Quick pork chops made with rosemary and sherry that can be on the table in about 20 minutes. So easy and delicious you won’t believe it.
Happy Wednesday! How’s your week going so far? Did the Monday holiday (for US readers) throw you off? I’m a huge creature of habit so disruptions to my schedule always leave me feeling adrift. Like, what is time even!? 😉
Oh well. That means we’re just that much closer to the weekend.
And hey, speaking of time, how it flies! Baking Mischief is six months old today! Not to get sappy or anything, but I want to thank everyone who has followed along, commented, emailed, pinned, tried recipes, EVERYTHING. You guys are the best and this has been one of the most fun experiences of my life!
Okay, enough feelings for today. On to the recipe!
Are you ready for your new favorite way to cook pork chops?
This recipe is the epitome of a perfect weeknight meal, so quick and easy, no-fail, healthy, and still tastes like something you slaved over.
Sometimes simplicity is beautiful (and delicious).

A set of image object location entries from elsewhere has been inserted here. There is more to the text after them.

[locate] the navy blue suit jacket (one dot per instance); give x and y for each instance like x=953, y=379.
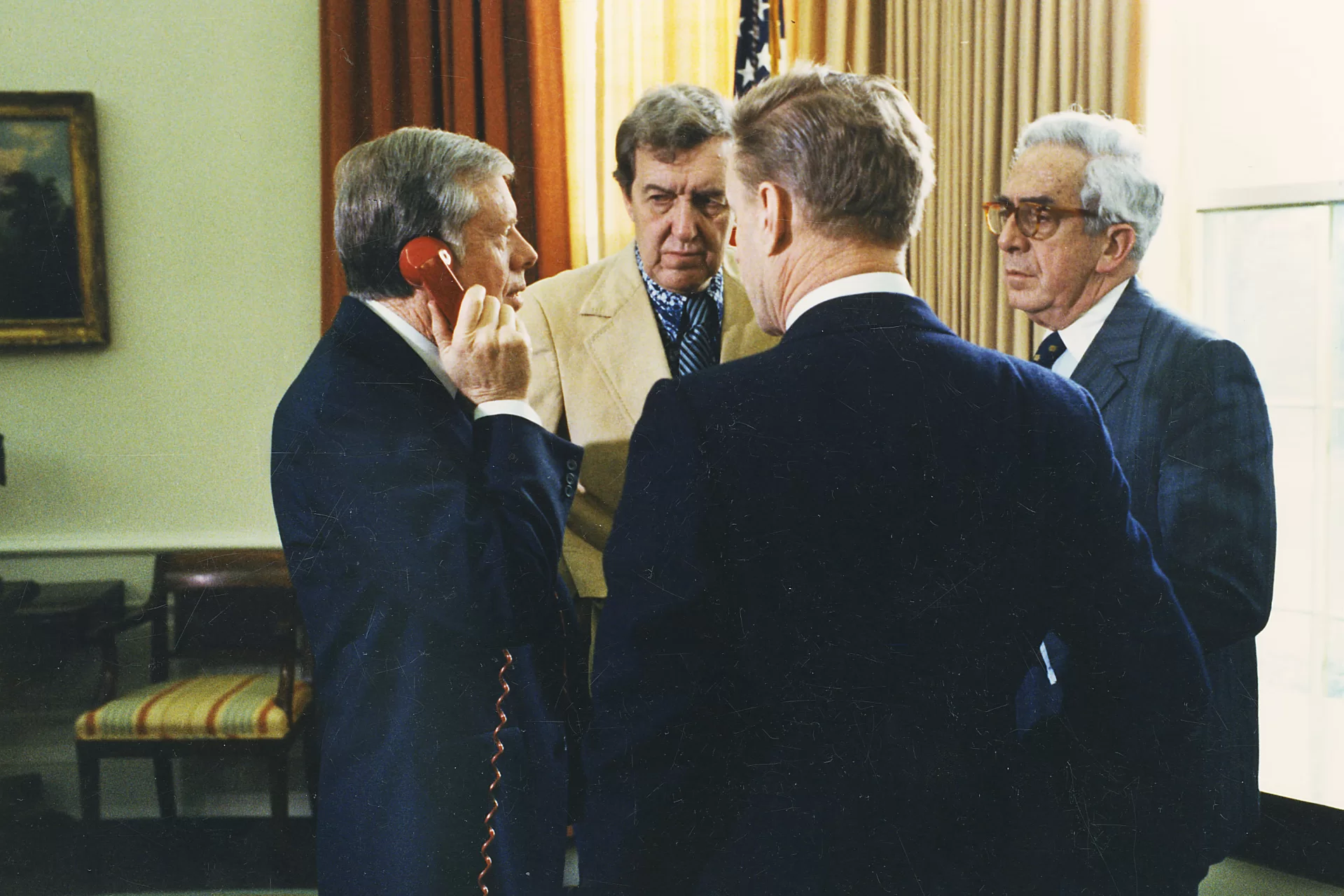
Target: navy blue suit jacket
x=421, y=545
x=829, y=574
x=1190, y=428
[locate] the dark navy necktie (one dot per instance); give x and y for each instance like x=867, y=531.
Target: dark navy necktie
x=1050, y=349
x=698, y=346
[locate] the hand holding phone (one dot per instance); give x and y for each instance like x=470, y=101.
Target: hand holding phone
x=488, y=354
x=428, y=262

This is just a few pork chops, whatever kind you like best, seared in butter, and then simmered in a combination of sherry, rosemary, and garlic until cooked through. That’s it.
20 minutes from start to finish and you have a main dish that looks and tastes like it took three times that.
And, guess what. This dish even makes it’s own side.
Steam or boil some broccoli/asparagus/green beans while your chops cook and then once you set the meat aside to rest, deglaze the pan with a bit more sherry and toss those veggies in there, let them soak up all that delicious rosemary and garlic sauce and boom, your healthy side dish is taken care of too.
Quick Rosemary Pork Chops
Ingredients
- 4 small pork chops
- 1 tablespoon butter
- 1/2 cup sherry plus more for deglazing
- 1 1/2 teaspoons fresh rosemary or 1/2 teaspoon dried, minced
- 2 garlic cloves minced or crushed
- 1/4 to 1/2 teaspoon salt
- 1/4 teaspoon pepper
Instructions
- Heat a large skillet over medium-high heat. Once pan is very hot, melt butter. Sear pork chops, flipping once, about 1 to 2 minutes per side.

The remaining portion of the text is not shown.